Ana Montes, como Caronte, lleva al lector en una barcaza por el inframundo. El inframundo de Emilia Gutiérrez. Aquel que la llevó a obsesionarse con los colores hasta alucinar, a dejar de pintar, a encerrarse durante treinta años hasta convertirse en un secreto. Esa misma obsesión se hizo carne en esta escritora que primero escribió una nota, luego un perfil, un cuento, y ahora esta novela que vio la luz en Seix Barral. “Mirarla me ahoga, como si estuviera encerrada en un aparato resonador o en un ascensor muy chico, o en ese mismo cuarto en el que está ella”, escribe en La flamenca. Así la apodaban a la artista por su gusto por los pintores holandeses.
Mediante piezas breves –prosa poética, miscelánea, instantánea, verso, diario íntimo– hilvana una trama donde una mujer, suerte de alter ego, se obsesiona con el color rojo que observa en el cuadro Pocillo de café. Ahí, en palabras de Roland Barthes, estaría el punctum. Mientras cuida un pájaro, la narradora investiga, toma notas e intenta rastrear ese mismo rojo que le fascinó en diversos objetos y formas. Se lee: “En el mundo hay tantas cosas rojas como de otros colores, pero ningún otro color convoca tan directamente a mi ojo a rendirse ante él”.
Emilia Gutiérrez. Mujeres en el bar. Tinta sobre papel
Artista visual y autora de otros dos libros (su primera novela, Poco frecuente, fue finalista en la Bienal de Arte Joven 2019; luego le siguió Meditación madre), sorprende con esta obra que, desde un principio, engaña. El lector podría imaginarse que se tratará, más bien, de una non fiction que develará los misterios de esta artista que en 1975 se aisló en su departamento de Belgrano y dejó de pintar por expresa prohibición psiquiátrica. Sin embargo, se develará con el correr de las páginas que son, más bien, retratos de una obsesión. Una narradora que, en un monólogo desbocado, lanza: “Desde ese día empecé a sentirme habitada por una vida que no era la mía”. Algunas obras resuenan como ecos, como condiciones de producción: El trabajo de los ojos, de Mercedes Halfon, y El nervio óptico, de María Gainza, podrían brillar dentro de su misma constelación.

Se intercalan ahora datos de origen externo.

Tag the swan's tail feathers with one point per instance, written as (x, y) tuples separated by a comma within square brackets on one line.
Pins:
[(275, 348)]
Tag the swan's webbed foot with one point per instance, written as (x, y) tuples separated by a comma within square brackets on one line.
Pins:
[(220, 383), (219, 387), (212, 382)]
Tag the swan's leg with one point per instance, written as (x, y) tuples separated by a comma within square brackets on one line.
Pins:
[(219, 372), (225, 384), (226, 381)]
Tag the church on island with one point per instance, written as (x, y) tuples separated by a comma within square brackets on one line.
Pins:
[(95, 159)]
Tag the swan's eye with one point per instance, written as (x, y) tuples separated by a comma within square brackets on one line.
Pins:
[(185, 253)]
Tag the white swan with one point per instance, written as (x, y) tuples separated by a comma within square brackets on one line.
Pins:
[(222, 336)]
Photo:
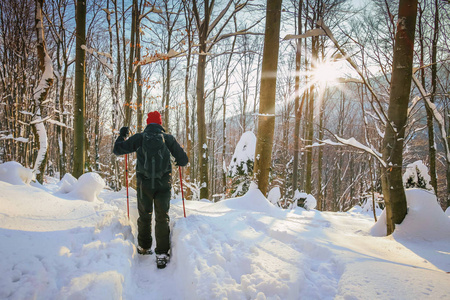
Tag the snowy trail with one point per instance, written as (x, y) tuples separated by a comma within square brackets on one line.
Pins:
[(54, 246)]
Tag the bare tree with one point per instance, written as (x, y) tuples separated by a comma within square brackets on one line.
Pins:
[(392, 183), (266, 120)]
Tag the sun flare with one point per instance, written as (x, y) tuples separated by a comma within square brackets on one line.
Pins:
[(325, 73)]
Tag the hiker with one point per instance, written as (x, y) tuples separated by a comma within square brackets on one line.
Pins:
[(153, 172)]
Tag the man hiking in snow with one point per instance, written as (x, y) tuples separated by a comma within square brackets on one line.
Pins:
[(153, 173)]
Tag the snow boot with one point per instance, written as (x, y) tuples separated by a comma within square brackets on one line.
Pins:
[(143, 251), (162, 260)]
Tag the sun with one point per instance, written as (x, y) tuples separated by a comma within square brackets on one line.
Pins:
[(326, 73)]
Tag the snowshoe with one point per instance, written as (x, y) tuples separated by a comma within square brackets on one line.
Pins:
[(162, 260), (143, 251)]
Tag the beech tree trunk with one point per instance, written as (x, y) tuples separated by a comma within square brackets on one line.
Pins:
[(40, 94), (392, 183), (266, 118), (80, 92)]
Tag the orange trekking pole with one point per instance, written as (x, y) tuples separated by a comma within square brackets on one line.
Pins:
[(182, 194), (126, 182)]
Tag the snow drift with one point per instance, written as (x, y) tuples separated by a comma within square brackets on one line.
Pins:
[(425, 218)]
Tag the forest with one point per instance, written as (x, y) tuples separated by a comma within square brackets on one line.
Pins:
[(313, 81)]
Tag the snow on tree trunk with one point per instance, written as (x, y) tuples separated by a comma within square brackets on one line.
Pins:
[(392, 183), (40, 94), (266, 119)]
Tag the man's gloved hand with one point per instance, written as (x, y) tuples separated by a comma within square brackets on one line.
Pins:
[(124, 131)]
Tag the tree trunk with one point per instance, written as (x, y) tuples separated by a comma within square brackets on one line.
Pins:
[(80, 91), (431, 142), (392, 184), (40, 94), (266, 118), (202, 142), (297, 107), (139, 113), (129, 82)]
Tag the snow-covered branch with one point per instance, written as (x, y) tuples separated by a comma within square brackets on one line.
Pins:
[(352, 142)]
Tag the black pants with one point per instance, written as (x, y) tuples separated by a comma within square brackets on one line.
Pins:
[(159, 198)]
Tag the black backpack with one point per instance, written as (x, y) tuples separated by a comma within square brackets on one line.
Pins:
[(156, 156)]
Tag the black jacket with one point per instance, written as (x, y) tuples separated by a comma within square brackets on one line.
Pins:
[(122, 146)]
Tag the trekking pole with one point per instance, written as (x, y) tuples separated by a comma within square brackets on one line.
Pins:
[(126, 182), (182, 194)]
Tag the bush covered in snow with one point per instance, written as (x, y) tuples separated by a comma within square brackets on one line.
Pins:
[(66, 184), (241, 165), (416, 176), (88, 187), (14, 173), (425, 218)]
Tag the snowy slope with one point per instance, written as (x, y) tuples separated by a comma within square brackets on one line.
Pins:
[(54, 246)]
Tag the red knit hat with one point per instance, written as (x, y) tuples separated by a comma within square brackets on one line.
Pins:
[(154, 117)]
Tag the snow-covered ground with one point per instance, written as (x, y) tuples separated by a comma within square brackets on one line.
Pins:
[(58, 242)]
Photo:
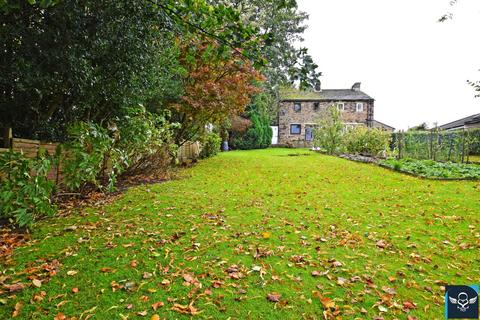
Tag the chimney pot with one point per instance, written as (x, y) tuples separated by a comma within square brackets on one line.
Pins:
[(356, 86)]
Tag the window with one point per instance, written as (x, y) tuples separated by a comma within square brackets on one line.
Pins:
[(297, 107), (295, 129)]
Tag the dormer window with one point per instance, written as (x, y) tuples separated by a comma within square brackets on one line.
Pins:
[(297, 107), (359, 106)]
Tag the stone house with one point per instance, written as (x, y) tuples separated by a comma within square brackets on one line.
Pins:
[(299, 111)]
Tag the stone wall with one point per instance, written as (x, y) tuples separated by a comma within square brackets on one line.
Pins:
[(310, 116)]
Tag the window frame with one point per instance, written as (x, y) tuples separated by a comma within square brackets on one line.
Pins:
[(295, 104), (359, 104), (311, 127), (300, 129)]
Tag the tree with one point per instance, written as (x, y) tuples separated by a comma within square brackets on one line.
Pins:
[(80, 61), (64, 61), (217, 84), (259, 133)]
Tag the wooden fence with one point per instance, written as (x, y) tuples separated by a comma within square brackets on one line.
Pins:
[(30, 148), (189, 150)]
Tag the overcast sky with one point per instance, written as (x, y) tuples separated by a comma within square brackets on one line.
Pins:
[(414, 67)]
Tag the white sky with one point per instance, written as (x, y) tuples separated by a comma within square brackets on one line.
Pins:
[(415, 67)]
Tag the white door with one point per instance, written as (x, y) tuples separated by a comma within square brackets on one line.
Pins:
[(274, 135)]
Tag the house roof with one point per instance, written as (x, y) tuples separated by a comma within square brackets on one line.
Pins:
[(324, 95), (461, 122), (381, 124)]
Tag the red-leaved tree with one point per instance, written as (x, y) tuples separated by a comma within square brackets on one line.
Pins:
[(218, 84)]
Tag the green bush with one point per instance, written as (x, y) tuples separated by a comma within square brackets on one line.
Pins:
[(454, 146), (366, 141), (96, 155), (211, 143), (434, 169), (89, 151), (25, 190), (328, 134), (144, 138), (259, 134)]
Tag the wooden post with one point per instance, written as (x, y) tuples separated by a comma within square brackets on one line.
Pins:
[(8, 138)]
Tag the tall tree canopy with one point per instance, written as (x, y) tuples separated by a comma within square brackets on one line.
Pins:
[(67, 60)]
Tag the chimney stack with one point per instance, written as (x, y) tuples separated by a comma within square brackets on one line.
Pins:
[(356, 86)]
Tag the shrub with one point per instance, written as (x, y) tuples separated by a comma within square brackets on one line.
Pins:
[(434, 169), (367, 141), (210, 145), (89, 151), (97, 155), (259, 133), (144, 138), (25, 190)]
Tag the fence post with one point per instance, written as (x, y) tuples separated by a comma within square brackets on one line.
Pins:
[(8, 138)]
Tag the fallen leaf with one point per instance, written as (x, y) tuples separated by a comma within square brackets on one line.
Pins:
[(157, 305), (16, 311), (16, 287), (381, 244), (274, 297), (337, 264), (185, 309), (37, 283), (60, 316), (409, 305)]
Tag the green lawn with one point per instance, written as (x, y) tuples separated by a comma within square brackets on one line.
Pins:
[(324, 233)]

El libro permite múltiples lecturas. Una consiste en avanzar de modo lineal. Otra opción sería abrir sus páginas al azar, como una especie de I Ching, y leer. Una tercera es interpretativa: se lo puede pensar como una puerta de entrada al universo secreto de esta artista olvidada o como ejercicio narrativo experimental. No cuesta imaginar estos textos expuestos, montados de manera prolija, en una silenciosa sala de algún centro cultural refinado. Es, tal como afirma Rafael Cippolini en una de las notas introductorias, “una trama que convierte la narración en un artefacto explosivo”. Ana Montes –o la narradora, la protagonista, ¿importa distinguirlas?– escribe: “Tal vez muera el día en que el rojo deje de llamarme intensamente. Vuelvo al colgante carmesí. Me estremezco de un modo punzante. Duele. Respiro. Estoy viva”.